Does the Vaccine Work?
With hospitals overrun and medical personnel stretched to the limit, the topic of vaccines rages on. Do these vaccines work as they are supposed to, or is it all for nothing?
We asked a few people if they think the shot helped them when they got Covid-19.
“I really do,” said Alex Mullins, who caught Covid at a company Christmas party and was scared for her life because of her asthma. “Especially being a little bit immunocompromised because I do have asthma. So that’s a respiratory thing obviously, and Covid is as well. So it’s very likely I would have been hospitalized if I didn’t have my vaccine. I’m feeling fine now, pretty much back to normal and going back to work. And everything’s pretty much the same as it was before.”
But some people are hesitant to get their shot like Scott Robbins, who held off originally. Experts have theorized that this may be a reason why the second and third waves sweep through the U.S.

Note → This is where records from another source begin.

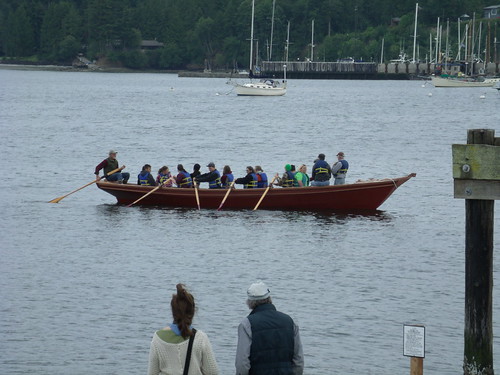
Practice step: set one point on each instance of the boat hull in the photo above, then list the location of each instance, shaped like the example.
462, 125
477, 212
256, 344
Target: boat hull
367, 195
251, 89
451, 82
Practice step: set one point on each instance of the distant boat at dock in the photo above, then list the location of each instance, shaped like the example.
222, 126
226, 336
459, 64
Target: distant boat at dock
463, 82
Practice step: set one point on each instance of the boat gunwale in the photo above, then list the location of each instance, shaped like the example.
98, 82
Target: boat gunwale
274, 191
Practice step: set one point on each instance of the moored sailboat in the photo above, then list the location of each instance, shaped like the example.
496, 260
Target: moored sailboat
265, 87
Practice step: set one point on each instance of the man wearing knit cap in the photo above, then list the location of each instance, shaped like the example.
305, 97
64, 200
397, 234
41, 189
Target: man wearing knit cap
339, 169
268, 340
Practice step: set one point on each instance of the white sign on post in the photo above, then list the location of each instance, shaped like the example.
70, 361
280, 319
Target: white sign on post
414, 341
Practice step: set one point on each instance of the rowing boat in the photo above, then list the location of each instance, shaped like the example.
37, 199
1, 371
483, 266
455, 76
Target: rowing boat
362, 195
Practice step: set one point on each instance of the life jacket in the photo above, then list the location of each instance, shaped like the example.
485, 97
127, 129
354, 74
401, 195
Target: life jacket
229, 179
343, 169
215, 184
143, 179
290, 181
321, 171
304, 178
164, 177
262, 180
252, 184
112, 165
187, 181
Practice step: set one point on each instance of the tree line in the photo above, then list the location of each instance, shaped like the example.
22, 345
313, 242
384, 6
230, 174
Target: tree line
215, 34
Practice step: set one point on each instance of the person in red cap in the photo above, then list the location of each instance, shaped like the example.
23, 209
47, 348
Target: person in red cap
339, 169
268, 340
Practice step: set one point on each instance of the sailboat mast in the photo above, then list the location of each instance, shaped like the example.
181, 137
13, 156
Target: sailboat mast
272, 29
415, 33
437, 41
251, 38
312, 41
382, 52
287, 42
472, 44
447, 49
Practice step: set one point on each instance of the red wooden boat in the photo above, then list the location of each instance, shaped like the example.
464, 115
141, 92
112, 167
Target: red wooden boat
362, 195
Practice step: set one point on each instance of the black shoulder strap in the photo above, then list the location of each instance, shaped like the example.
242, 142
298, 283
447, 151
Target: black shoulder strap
188, 355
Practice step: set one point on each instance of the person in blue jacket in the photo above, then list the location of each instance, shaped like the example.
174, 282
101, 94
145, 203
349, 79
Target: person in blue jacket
145, 178
321, 172
227, 176
268, 340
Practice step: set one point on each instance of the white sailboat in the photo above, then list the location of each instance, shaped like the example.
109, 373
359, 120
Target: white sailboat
265, 87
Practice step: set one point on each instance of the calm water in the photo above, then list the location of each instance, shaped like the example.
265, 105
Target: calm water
85, 283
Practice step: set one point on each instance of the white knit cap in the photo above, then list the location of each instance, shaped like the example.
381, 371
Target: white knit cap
258, 291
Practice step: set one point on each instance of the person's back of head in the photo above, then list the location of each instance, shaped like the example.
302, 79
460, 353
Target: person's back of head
226, 170
258, 294
183, 309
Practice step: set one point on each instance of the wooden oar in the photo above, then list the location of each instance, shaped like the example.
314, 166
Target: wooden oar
265, 192
225, 196
196, 194
150, 192
57, 200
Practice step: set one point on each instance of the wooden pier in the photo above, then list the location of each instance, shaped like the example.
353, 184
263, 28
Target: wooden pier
360, 70
320, 70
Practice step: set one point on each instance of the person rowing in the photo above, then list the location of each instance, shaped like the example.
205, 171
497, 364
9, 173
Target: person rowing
145, 178
262, 177
183, 179
111, 164
250, 180
227, 176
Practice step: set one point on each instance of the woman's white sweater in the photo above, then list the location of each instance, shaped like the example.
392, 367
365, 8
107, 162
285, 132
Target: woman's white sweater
169, 359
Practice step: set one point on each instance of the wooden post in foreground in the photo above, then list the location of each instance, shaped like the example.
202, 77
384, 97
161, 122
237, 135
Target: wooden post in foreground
416, 366
414, 347
476, 173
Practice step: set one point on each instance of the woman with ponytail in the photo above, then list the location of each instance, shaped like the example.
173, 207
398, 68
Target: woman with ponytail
170, 346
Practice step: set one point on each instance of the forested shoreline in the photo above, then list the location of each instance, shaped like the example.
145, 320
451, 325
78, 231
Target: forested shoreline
214, 34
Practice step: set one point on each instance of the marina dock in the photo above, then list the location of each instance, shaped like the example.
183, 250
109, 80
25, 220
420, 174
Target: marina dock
348, 70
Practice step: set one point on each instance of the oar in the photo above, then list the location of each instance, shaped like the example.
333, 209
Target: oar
57, 200
150, 192
196, 194
265, 192
225, 196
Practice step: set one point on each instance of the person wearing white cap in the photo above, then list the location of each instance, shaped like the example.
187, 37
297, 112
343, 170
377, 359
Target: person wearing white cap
268, 340
339, 169
212, 177
109, 165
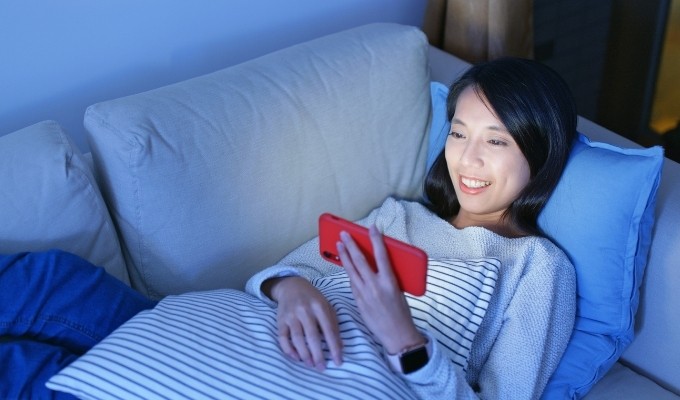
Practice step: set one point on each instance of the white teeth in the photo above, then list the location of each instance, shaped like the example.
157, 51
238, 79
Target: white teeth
473, 183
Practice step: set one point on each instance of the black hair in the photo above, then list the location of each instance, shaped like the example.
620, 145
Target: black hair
538, 110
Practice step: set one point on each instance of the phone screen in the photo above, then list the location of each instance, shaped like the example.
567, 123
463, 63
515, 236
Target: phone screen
409, 263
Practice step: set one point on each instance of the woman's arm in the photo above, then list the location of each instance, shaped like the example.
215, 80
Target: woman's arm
517, 361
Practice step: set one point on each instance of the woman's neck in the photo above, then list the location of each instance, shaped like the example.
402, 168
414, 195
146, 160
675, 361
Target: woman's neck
497, 225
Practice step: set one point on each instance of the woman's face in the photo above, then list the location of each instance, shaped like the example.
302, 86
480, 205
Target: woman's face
486, 166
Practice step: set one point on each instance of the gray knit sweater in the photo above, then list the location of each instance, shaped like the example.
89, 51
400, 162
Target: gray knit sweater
527, 324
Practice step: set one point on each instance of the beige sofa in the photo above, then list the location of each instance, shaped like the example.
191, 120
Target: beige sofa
200, 184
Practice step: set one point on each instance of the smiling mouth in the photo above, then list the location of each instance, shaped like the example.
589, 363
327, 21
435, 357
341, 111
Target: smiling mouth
474, 183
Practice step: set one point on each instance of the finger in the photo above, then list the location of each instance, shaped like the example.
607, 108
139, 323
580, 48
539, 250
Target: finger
285, 343
347, 262
331, 333
313, 339
299, 343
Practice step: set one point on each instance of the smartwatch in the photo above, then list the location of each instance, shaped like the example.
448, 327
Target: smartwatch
410, 360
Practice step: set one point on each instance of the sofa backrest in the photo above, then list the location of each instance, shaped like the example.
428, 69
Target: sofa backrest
211, 179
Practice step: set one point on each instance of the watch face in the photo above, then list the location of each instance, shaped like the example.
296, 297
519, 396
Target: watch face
414, 360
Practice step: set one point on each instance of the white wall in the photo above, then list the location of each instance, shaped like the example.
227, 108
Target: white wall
58, 57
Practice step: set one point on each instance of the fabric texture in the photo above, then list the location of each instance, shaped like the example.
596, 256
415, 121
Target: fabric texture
223, 344
55, 307
601, 214
49, 199
524, 331
187, 165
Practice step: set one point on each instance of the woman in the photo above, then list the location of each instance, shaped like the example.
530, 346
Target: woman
512, 125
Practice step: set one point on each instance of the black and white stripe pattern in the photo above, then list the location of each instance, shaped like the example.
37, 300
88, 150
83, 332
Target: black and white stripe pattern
223, 344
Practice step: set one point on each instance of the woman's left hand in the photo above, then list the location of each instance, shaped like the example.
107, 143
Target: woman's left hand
382, 304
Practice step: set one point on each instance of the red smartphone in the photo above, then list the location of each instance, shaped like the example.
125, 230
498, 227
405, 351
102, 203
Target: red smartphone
408, 262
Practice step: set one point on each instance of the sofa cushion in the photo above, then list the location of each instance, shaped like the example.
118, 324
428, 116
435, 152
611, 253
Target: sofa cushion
601, 214
622, 383
49, 199
214, 178
224, 344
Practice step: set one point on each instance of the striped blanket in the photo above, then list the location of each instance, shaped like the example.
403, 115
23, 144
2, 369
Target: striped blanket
223, 344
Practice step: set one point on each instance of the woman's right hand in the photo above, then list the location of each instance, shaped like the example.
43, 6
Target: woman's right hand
304, 319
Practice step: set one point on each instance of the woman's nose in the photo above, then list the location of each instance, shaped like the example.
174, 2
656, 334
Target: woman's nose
472, 154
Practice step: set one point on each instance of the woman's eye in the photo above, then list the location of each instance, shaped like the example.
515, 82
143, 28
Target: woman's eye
497, 142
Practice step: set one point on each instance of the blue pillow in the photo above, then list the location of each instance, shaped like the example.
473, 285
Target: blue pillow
601, 214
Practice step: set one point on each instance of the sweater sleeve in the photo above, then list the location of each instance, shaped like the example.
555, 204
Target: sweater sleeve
537, 324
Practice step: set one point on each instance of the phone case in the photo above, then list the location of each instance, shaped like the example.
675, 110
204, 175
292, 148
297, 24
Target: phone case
409, 263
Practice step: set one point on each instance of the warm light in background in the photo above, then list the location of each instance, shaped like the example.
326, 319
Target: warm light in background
666, 107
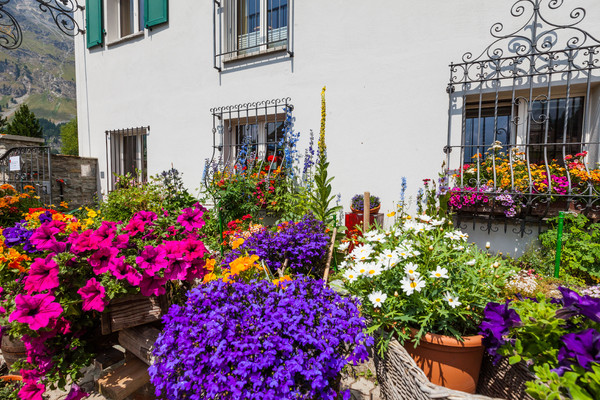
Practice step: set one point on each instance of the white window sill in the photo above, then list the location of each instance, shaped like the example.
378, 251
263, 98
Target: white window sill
239, 57
125, 38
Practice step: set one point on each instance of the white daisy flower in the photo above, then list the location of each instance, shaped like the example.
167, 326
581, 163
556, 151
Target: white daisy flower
373, 269
362, 253
452, 299
439, 273
411, 269
377, 298
360, 268
410, 285
351, 275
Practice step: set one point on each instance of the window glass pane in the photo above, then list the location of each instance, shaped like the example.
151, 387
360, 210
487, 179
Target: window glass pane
552, 114
479, 133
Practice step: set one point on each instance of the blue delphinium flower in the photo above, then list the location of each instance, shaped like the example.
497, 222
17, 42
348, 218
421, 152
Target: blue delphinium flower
258, 341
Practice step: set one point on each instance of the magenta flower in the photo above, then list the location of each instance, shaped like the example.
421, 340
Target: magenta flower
101, 259
191, 219
152, 259
135, 226
106, 233
43, 237
152, 286
43, 275
76, 393
32, 391
93, 295
85, 241
37, 310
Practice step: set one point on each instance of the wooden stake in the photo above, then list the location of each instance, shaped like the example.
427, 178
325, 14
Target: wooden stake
367, 212
329, 256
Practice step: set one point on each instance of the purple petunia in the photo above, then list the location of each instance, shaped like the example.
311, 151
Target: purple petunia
258, 341
497, 321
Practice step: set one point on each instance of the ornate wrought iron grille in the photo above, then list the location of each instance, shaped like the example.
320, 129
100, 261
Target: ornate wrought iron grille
28, 166
11, 35
245, 28
527, 132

“I originally held off,” Robbins said. “I was mostly wanting to get more information waiting for more time to go by, to see what kind of side effects could be possible.”
Others have been waiting to not only get their shots but also to get their kids vaccinated. Like Nicole Soleno, a single mother of two.
“I was exposed at work like four days after I got my booster,” Soleno said. “So I don’t think it had time to really do its thing. I brought it home, but with them, my youngest was down for maybe three days and my oldest had the sniffles.”
This has been a trying time for everyone, and some worry the vaccine doesn’t work. But the people we talked with thought it actually did help.